Each film in the series draws parallels between the fine takumi craftsmanship featured in Lexus cars and the detailed work of a highly skilled UK artisan as they create a piece of artwork inspired by a different Lexus model and material. The first two features illustrated the work of leather worker Otis Ingram and expert glassmaker Peter Layton, influenced respectively by the flagship Lexus LC coupe and LS saloon models.
Barker drew on the ES’s Hadori door trim and signature spindle grille in designing his one-off steel sculpture. The piece was made using a process called Damascus steel which is also used in traditional Japanese katana sword-making. It involves forging two types of steel together to create an exceptionally strong alloy.
“I really thrived on j seeing just how far I could push this”, said Barker. “By continuously folding, I was able to fit 162 layers of steel into a small space. It’s probably the most difficult technique I could have used. While steel is a very forgiving material to work with, it still requires a lot of brute strength. You need to heat it up to 1,750 degrees Celsius to get it to a malleable stage and you have to create a huge amount of force to bend it and twist it to the shape you want.”

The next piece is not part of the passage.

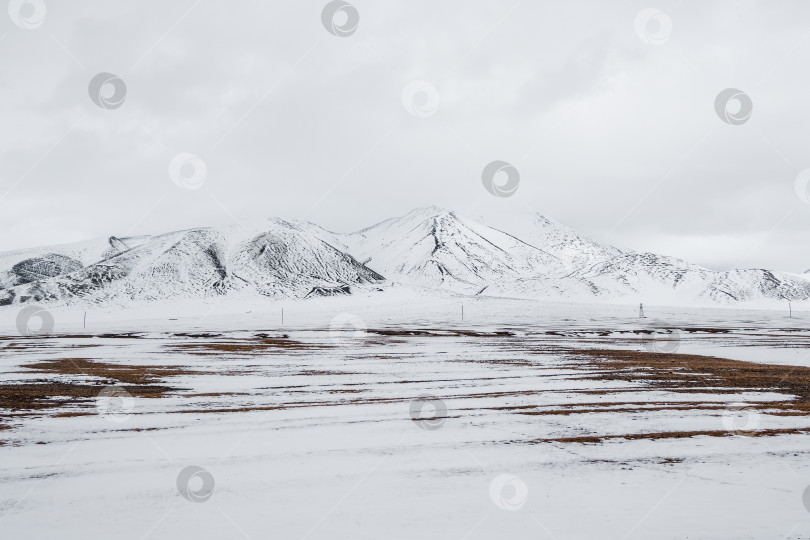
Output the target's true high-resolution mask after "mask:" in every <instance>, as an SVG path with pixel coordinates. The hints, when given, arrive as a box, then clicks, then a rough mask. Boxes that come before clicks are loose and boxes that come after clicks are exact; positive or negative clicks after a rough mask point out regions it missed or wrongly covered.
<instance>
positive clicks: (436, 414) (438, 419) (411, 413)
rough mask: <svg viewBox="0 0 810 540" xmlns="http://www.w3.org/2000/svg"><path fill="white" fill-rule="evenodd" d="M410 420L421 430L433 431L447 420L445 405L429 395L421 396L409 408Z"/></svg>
mask: <svg viewBox="0 0 810 540" xmlns="http://www.w3.org/2000/svg"><path fill="white" fill-rule="evenodd" d="M410 413H411V420H413V421H414V422H415V423H416V425H417V426H419V427H420V428H422V429H427V430H429V431H434V430H437V429H439V428H440V427H442V425H444V421H445V420H446V419H447V405H446V404H445V402H444V401H442V400H440V399H439V398H437V397H436V396H432V395H430V394H422V395H421V396H419V397H417V398H416V399H414V400H413V401H411V406H410Z"/></svg>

At 32, Barker may be slightly too young to be considered a takumi master craftsman, but he has been a blacksmith since he was just 17. It took a long time for him to break into the profession and having honed his skills over the years, he now has his own forge in Colchester.
Barker’s steel sculpture captures the progress craftspeople make over years of dedication to their work. From the bottom, it features oxyacetylene scars, sledgehammer dents and hand tool markings on the steel – imperfections created by someone beginning to learn their craft. As you move up the sculpture the marks fade and become smoother, showing how skills improve with time and experience. At the top there is an intricate spindle, representing the culmination of the journey to becoming a takumi.

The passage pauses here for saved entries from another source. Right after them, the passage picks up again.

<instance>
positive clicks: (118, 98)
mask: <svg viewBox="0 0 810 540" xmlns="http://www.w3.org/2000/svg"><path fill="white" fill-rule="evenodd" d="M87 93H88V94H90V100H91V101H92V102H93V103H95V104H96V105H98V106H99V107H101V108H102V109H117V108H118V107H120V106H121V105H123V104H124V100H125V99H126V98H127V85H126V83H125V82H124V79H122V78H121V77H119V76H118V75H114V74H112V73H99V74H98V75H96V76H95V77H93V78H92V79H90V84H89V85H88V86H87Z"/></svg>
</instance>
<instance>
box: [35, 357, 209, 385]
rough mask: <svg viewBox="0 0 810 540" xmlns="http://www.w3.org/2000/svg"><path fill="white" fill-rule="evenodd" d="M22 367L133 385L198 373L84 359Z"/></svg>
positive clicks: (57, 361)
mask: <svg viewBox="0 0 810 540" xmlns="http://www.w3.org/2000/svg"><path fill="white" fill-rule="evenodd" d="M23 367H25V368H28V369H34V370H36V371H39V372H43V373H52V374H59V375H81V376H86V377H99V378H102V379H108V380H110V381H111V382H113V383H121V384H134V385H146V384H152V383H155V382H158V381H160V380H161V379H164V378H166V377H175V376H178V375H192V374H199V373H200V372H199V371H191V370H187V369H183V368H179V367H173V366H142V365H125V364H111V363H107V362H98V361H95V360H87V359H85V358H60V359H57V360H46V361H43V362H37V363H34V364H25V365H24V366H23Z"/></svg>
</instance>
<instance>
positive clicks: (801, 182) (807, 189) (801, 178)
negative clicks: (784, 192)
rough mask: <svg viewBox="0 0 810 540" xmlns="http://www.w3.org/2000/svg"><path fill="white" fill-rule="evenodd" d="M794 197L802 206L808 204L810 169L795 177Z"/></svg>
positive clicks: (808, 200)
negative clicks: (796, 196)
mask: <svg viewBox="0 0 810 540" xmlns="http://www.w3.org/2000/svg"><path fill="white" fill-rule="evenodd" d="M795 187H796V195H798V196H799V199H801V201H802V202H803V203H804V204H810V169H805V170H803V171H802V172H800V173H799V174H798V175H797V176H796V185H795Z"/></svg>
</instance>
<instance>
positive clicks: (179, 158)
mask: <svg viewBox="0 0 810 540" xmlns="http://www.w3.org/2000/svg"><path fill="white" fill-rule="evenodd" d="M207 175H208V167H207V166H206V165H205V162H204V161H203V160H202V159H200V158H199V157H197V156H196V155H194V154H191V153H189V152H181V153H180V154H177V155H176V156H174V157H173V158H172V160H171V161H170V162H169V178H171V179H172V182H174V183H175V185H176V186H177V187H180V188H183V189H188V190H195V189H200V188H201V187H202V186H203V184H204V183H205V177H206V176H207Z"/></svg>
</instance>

Like the Japanese craftspeople working at the heart of Lexus, Barker believes in the importance of craftsmanship in a world of mass-production: “I think we sometimes forget that working with our hands takes time and coming up with original ideas takes time. I think it’s so important to continue to use the techniques and methods from the past to produce new and innovative ideas. I think Lexus has really accomplished this with the ES.”